Donors urged to shell out $200m to halve urban poverty by 2021
January 31, 2013 00:00:00
A Z M Anas
The donor community should cough up at least US$210 million to help Bangladesh halve the number of poor living in urban areas by 2021, a top urban poverty practitioner said Wednesday.
"It's not a pipe dream. It's doable," Azahar Ali, who coordinates a six-year $120 million project to fight urban poverty, told the FE.
"It's an issue of urgency. Our rapid urbanisation process makes it a powerful case why donors should step up engagement in the still-overlooked area," he said.
The Urban poor make up 26 per cent of the total poor in the country and Mr Ali said a yearly investment of $30 million could help halve the number of urban population that is poor.
His appeal comes at a time when the anti-urban poverty programme, touted as the world's largest, is salted for closure in August next year.
Mr. Ali, who has over two decades of development experience, said the UK-aided Urban Partnerships for Poverty Reduction (UPPR) progrmme is going on to help pull 3.0 million urban poor up by their own bootstraps by 2014.
UPPR officials, however, say no study was yet carried out to gauge how many urbanites climbed out of poverty since the inception of the programme in 2008.
Under the programme, slum dwellers form community development groups, micro-save and get financial lifeline for skills development, education and small business start-ups. It also provide water and sanitation facilities, build footpaths construction, and drains within squatting settlements.
So far, more than 40,000 improved cooking stoves have been handed out to the slum residents in 24 cities and towns across the country, UPPR data showed.
At an annualised 3.7 per cent, the World Bank said Bangladesh's urban population growth is higher than any other countries in south Asia, except Nepal. Urban populations have swelled from 5.0 per cent in 1971 to a 27 per cent in 2008, suggesting an estimated 44 million people are currently living in urban areas.
Economists say rural-urban movement is powering the urbanisation process as more and more rural folks keep streaming into cities, either encouraged by employment opportunities or compelled by natural disasters.

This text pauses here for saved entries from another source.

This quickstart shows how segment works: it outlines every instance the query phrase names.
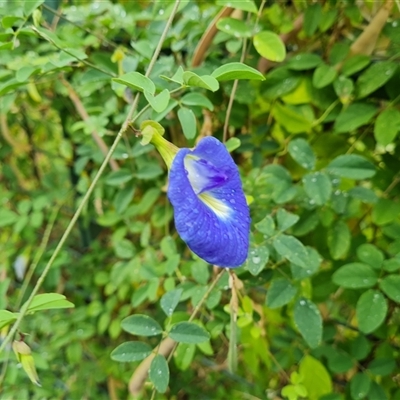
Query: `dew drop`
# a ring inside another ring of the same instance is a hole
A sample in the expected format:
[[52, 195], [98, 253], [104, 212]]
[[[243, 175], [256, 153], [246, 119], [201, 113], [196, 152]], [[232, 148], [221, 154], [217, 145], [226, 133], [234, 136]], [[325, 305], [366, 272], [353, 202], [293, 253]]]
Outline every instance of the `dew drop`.
[[259, 256], [254, 256], [251, 261], [253, 261], [253, 264], [260, 264], [261, 258]]
[[305, 306], [305, 305], [306, 305], [305, 300], [300, 300], [300, 305], [301, 305], [301, 306]]

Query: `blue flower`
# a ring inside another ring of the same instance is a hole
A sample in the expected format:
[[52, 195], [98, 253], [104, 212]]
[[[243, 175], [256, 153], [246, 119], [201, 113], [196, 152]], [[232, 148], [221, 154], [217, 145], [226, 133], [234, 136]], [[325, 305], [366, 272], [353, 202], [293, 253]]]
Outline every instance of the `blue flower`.
[[247, 258], [250, 213], [239, 171], [214, 137], [172, 159], [168, 198], [176, 229], [189, 248], [210, 264], [238, 267]]

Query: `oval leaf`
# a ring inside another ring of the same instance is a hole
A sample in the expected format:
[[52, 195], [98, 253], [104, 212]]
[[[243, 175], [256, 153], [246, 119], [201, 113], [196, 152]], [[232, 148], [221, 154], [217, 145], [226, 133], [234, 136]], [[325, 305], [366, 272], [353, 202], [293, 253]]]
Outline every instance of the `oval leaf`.
[[374, 164], [356, 154], [345, 154], [336, 157], [326, 170], [334, 175], [349, 179], [367, 179], [375, 175]]
[[169, 383], [169, 367], [163, 355], [157, 354], [151, 361], [149, 378], [157, 392], [166, 392]]
[[294, 323], [307, 344], [314, 349], [322, 339], [322, 317], [310, 300], [300, 298], [294, 306]]
[[217, 22], [217, 28], [227, 33], [228, 35], [232, 35], [236, 38], [244, 38], [251, 37], [252, 29], [245, 22], [231, 17], [221, 18]]
[[282, 39], [274, 32], [261, 31], [253, 38], [257, 53], [267, 60], [282, 62], [286, 57], [286, 47]]
[[386, 294], [389, 299], [400, 303], [400, 276], [388, 275], [385, 276], [379, 283], [380, 289]]
[[318, 206], [326, 204], [332, 193], [332, 183], [329, 177], [323, 172], [314, 172], [303, 177], [304, 190], [310, 202]]
[[174, 325], [168, 336], [180, 343], [201, 343], [210, 339], [208, 332], [193, 322], [179, 322]]
[[298, 239], [289, 235], [279, 235], [274, 241], [275, 250], [293, 264], [302, 268], [308, 268], [308, 252]]
[[119, 78], [113, 78], [113, 81], [120, 83], [121, 85], [128, 86], [131, 89], [137, 90], [139, 92], [146, 91], [154, 95], [156, 91], [154, 83], [149, 78], [139, 72], [129, 72], [125, 75], [120, 76]]
[[240, 62], [233, 62], [222, 65], [212, 74], [217, 81], [229, 81], [234, 79], [255, 79], [265, 80], [264, 75], [256, 69]]
[[167, 89], [164, 89], [157, 96], [153, 96], [150, 92], [145, 90], [144, 97], [146, 97], [151, 108], [158, 113], [163, 112], [168, 107], [169, 99], [171, 98], [169, 90]]
[[269, 308], [282, 307], [289, 303], [297, 293], [297, 288], [294, 287], [288, 279], [278, 278], [271, 282], [271, 286], [267, 292], [265, 304]]
[[332, 275], [333, 282], [347, 289], [369, 288], [376, 284], [375, 271], [366, 264], [350, 263], [340, 267]]
[[183, 134], [187, 139], [193, 139], [196, 136], [196, 117], [192, 110], [181, 107], [178, 110], [178, 119], [181, 123]]
[[125, 342], [111, 353], [111, 359], [119, 362], [134, 362], [144, 360], [152, 352], [151, 347], [143, 342]]
[[163, 332], [157, 321], [142, 314], [132, 315], [123, 319], [121, 327], [124, 331], [139, 336], [156, 336]]
[[383, 294], [378, 290], [367, 290], [358, 299], [356, 316], [358, 327], [363, 333], [371, 333], [385, 320], [388, 306]]
[[178, 305], [182, 292], [182, 289], [175, 289], [165, 293], [164, 296], [161, 297], [160, 306], [168, 317], [172, 315]]
[[316, 157], [305, 139], [294, 139], [288, 146], [289, 154], [292, 158], [305, 169], [314, 169]]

But the majority of the new arrivals end up in shantytowns where the living conditions are squalid and often much worse than rural habitats. Unlike their non-slum counterparts, shack dwellers don't have ownership over land and are denied basic services such as water, sanitation, electricity supply and waste management.
A top demographer at ICDDR,B (International Centre for Diarrhoeal Disease Research, Bangladesh) Peter Kim Streatfield predicted that much of future urban growth in Bangladesh will be among slum dwelling populations.
Referring to the case of Dhaka, he said the growth rate of the capital slums is about twice that of the city itself.
In Dhaka, Mr Streatfield, who heads the Centre for Population, urbanisation and Climate Change at the ICDDR,B, said the current slum population as a proportion of the total urban population is 37 per cent-higher than the national figures.
Dr. Hossain Zillur Rahman, an economist and a former caretaker advisor, dubbed urban poverty an "emerging policy priority", but said it is yet to attain the required policy level engagement.
Mr Ali, of UPPR, said the international community should continue to plough resources into urban poverty reduction in Bangladesh that aspires to join the rank of a middle-income nation by 2021.
"Middle-income status will remain elusive if the urban poor are bypassed the potential economic boom," the former WaterAid official said.